Andreas Elpidorou, professor de filosofia da Universidade de Louisville (EUA), estuda há anos o chamado “ócio criativo”. Ele defende o argumento de que o tédio restaura a percepção de que nossas atividades são significativas. E que serve como um mecanismo que regula nossa motivação para completar tarefas. “Sem o tédio, ficaríamos presos em situações frustrantes e perderíamos experiências recompensadoras em termos emocionais, cognitivos e sociais”, diz Elpidorou.

“O tédio é um aviso de que não estamos fazendo o que queremos e um empurrão que nos motiva a mudar de projetos e objetivos.” Para muitos de nós, encontrar tempo para ativamente buscar um estado ocioso é algo complicado. Mas Josh Bersin, especialista em recursos humanos, afirma que períodos de inatividade deveriam ser parte integral de práticas modernas de negócios.

“Cerca de 80% da capitalização do mercado de ações americano é conduzido por serviços como propriedade intelectual, patentes e programas de computador – coisas feitas por pessoas. Não é por petróleo ou ativos físicos. Ou seja: quase todas as empresas do mundo são movidas por capital humano”, diz. “Mas pessoas precisam de tempo para regenerar. Se você operar pessoas feito máquinas e tentar baratear seus custos, não vai obter a produção correta.”

Por que nos entediamos?
Mas ao mesmo tempo em que não devemos temer o tédio, isso não quer dizer que todo ócio é útil. Se o menor estímulo pode ajudar a alcançar mais criatividade e produtividade, o tédio mais crônico pode ter efeitos nocivos – pesquisas mostram, por exemplo, que o ócio mais agudo pode fazer com que pessoas tenham mais vontade de consumir mais açúcares e gorduras, o que pode resultar em decréscimo de expectativa de vida.

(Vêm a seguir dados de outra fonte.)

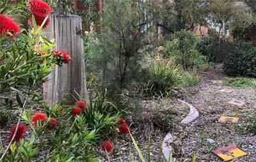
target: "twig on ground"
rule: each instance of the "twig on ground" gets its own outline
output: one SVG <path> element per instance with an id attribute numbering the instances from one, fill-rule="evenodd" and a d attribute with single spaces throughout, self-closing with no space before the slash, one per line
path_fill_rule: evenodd
<path id="1" fill-rule="evenodd" d="M 3 142 L 2 142 L 2 137 L 1 136 L 1 133 L 0 133 L 0 146 L 1 146 L 1 148 L 3 148 Z M 1 152 L 1 153 L 2 153 L 2 152 Z"/>

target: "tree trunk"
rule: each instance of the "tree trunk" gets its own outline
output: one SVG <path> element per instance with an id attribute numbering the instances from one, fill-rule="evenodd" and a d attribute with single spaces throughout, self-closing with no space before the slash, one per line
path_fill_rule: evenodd
<path id="1" fill-rule="evenodd" d="M 65 50 L 71 57 L 71 61 L 62 67 L 56 66 L 44 84 L 44 99 L 50 105 L 54 105 L 68 93 L 76 91 L 85 98 L 84 46 L 81 36 L 81 17 L 72 15 L 51 15 L 51 24 L 44 32 L 49 40 L 54 39 L 55 49 Z M 72 97 L 68 101 L 74 103 Z"/>

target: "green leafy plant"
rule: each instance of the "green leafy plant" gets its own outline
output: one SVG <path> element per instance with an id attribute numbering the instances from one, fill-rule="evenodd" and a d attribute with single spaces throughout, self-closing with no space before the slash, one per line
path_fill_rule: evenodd
<path id="1" fill-rule="evenodd" d="M 223 69 L 229 76 L 256 77 L 256 47 L 237 43 L 224 61 Z"/>
<path id="2" fill-rule="evenodd" d="M 201 81 L 201 78 L 193 71 L 184 71 L 181 76 L 185 87 L 196 85 Z"/>
<path id="3" fill-rule="evenodd" d="M 162 62 L 151 64 L 147 80 L 147 91 L 152 94 L 166 96 L 177 89 L 180 81 L 180 68 Z"/>
<path id="4" fill-rule="evenodd" d="M 220 38 L 206 37 L 200 39 L 196 44 L 196 49 L 211 61 L 222 63 L 234 47 L 230 42 L 220 40 Z"/>
<path id="5" fill-rule="evenodd" d="M 174 61 L 185 70 L 196 68 L 207 70 L 209 66 L 206 56 L 196 49 L 196 36 L 193 33 L 181 31 L 175 33 L 172 40 L 164 44 L 166 56 L 172 57 Z"/>
<path id="6" fill-rule="evenodd" d="M 256 85 L 254 82 L 250 79 L 245 78 L 226 78 L 224 84 L 227 85 L 232 86 L 233 87 L 255 87 Z"/>

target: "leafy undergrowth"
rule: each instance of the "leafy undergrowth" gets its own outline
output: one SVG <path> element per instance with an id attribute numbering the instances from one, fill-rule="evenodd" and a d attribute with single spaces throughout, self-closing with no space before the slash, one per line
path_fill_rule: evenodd
<path id="1" fill-rule="evenodd" d="M 255 83 L 251 79 L 246 78 L 226 78 L 224 84 L 227 85 L 232 86 L 233 87 L 255 87 Z"/>

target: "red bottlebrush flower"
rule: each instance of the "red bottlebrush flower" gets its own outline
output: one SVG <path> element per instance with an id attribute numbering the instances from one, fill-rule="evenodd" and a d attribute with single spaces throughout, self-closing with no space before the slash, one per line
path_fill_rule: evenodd
<path id="1" fill-rule="evenodd" d="M 37 112 L 31 117 L 32 126 L 35 127 L 37 121 L 45 121 L 47 120 L 47 117 L 42 112 Z"/>
<path id="2" fill-rule="evenodd" d="M 43 24 L 45 17 L 36 16 L 35 18 L 36 20 L 36 26 L 41 26 L 42 24 Z M 32 24 L 32 18 L 29 18 L 28 20 L 28 22 L 29 24 Z M 50 18 L 48 18 L 47 20 L 46 20 L 45 24 L 44 24 L 42 29 L 45 29 L 49 24 L 50 24 Z"/>
<path id="3" fill-rule="evenodd" d="M 74 107 L 71 110 L 71 114 L 74 117 L 77 115 L 80 115 L 81 114 L 82 114 L 82 110 L 80 108 Z"/>
<path id="4" fill-rule="evenodd" d="M 81 110 L 83 110 L 86 108 L 86 104 L 84 102 L 78 101 L 76 103 L 76 105 L 77 105 Z"/>
<path id="5" fill-rule="evenodd" d="M 51 129 L 55 129 L 58 126 L 58 121 L 54 118 L 51 119 Z"/>
<path id="6" fill-rule="evenodd" d="M 112 153 L 113 146 L 109 140 L 105 140 L 100 145 L 101 149 L 103 151 L 106 151 L 108 153 Z"/>
<path id="7" fill-rule="evenodd" d="M 67 54 L 67 52 L 63 53 L 61 57 L 63 62 L 65 64 L 68 64 L 71 60 L 70 57 L 69 57 L 69 55 Z"/>
<path id="8" fill-rule="evenodd" d="M 53 51 L 53 52 L 54 52 L 54 55 L 61 55 L 61 51 L 60 51 L 60 50 L 54 50 Z"/>
<path id="9" fill-rule="evenodd" d="M 125 120 L 124 119 L 124 118 L 120 117 L 118 119 L 118 122 L 120 124 L 125 124 Z"/>
<path id="10" fill-rule="evenodd" d="M 41 55 L 46 55 L 47 53 L 46 53 L 45 52 L 43 52 L 43 51 L 41 51 L 40 52 L 40 54 L 41 54 Z"/>
<path id="11" fill-rule="evenodd" d="M 119 127 L 118 130 L 123 134 L 123 135 L 126 135 L 130 132 L 129 130 L 129 126 L 126 124 L 122 124 Z"/>
<path id="12" fill-rule="evenodd" d="M 33 15 L 40 17 L 46 17 L 51 14 L 50 6 L 41 0 L 29 1 L 30 11 Z"/>
<path id="13" fill-rule="evenodd" d="M 14 135 L 14 133 L 15 132 L 15 130 L 17 128 L 17 124 L 15 124 L 12 130 L 11 134 L 10 135 L 8 142 L 11 142 L 12 138 L 13 138 L 13 136 Z M 17 129 L 18 129 L 18 130 L 17 131 L 15 136 L 14 137 L 14 140 L 17 142 L 19 142 L 20 141 L 20 140 L 22 139 L 24 136 L 24 134 L 26 132 L 26 126 L 24 124 L 19 124 L 19 127 Z"/>
<path id="14" fill-rule="evenodd" d="M 15 38 L 20 32 L 20 27 L 12 18 L 0 14 L 0 36 Z"/>

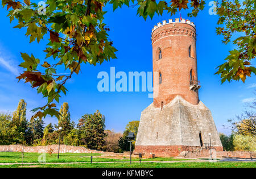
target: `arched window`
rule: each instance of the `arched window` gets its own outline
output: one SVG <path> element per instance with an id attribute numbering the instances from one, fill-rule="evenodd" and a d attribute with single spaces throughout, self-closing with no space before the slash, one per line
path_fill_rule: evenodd
<path id="1" fill-rule="evenodd" d="M 193 85 L 195 82 L 194 76 L 193 74 L 193 70 L 191 69 L 189 73 L 190 85 Z"/>
<path id="2" fill-rule="evenodd" d="M 191 45 L 188 47 L 188 56 L 191 57 Z"/>
<path id="3" fill-rule="evenodd" d="M 159 48 L 159 59 L 162 59 L 162 50 L 161 49 Z"/>

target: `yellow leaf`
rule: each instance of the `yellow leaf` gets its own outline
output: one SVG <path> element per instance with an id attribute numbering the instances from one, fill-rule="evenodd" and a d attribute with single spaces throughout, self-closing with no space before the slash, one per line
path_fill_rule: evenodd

“É algo bem diferente termos a sensação de que a vida não tem sentido. Se você tem muito a fazer, mas está sentindo falta de sentido e propósito – você pode estar sofrendo de tédio crônico”, diz Mann.
E tal sentimento pode também ser prejudicial para sua saúde mental. No passado, apenas pessoas ricas podiam curtir a ociosidade, ao ponto de isso ser considerado símbolo de status. O mundo moderno tenta nos convencer de que o oposto é verdade – agendas lotadas significam maior chance de aproveitar o tempo. Mas isso ocorre ao mesmo tempo em que a economia digital clama por mentes mais criativas.
Talvez seja o momento de, ao contrário do pensava Victor Hugo, abraçar a ideia de que, em vez de inferno, o tédio seja uma centelha.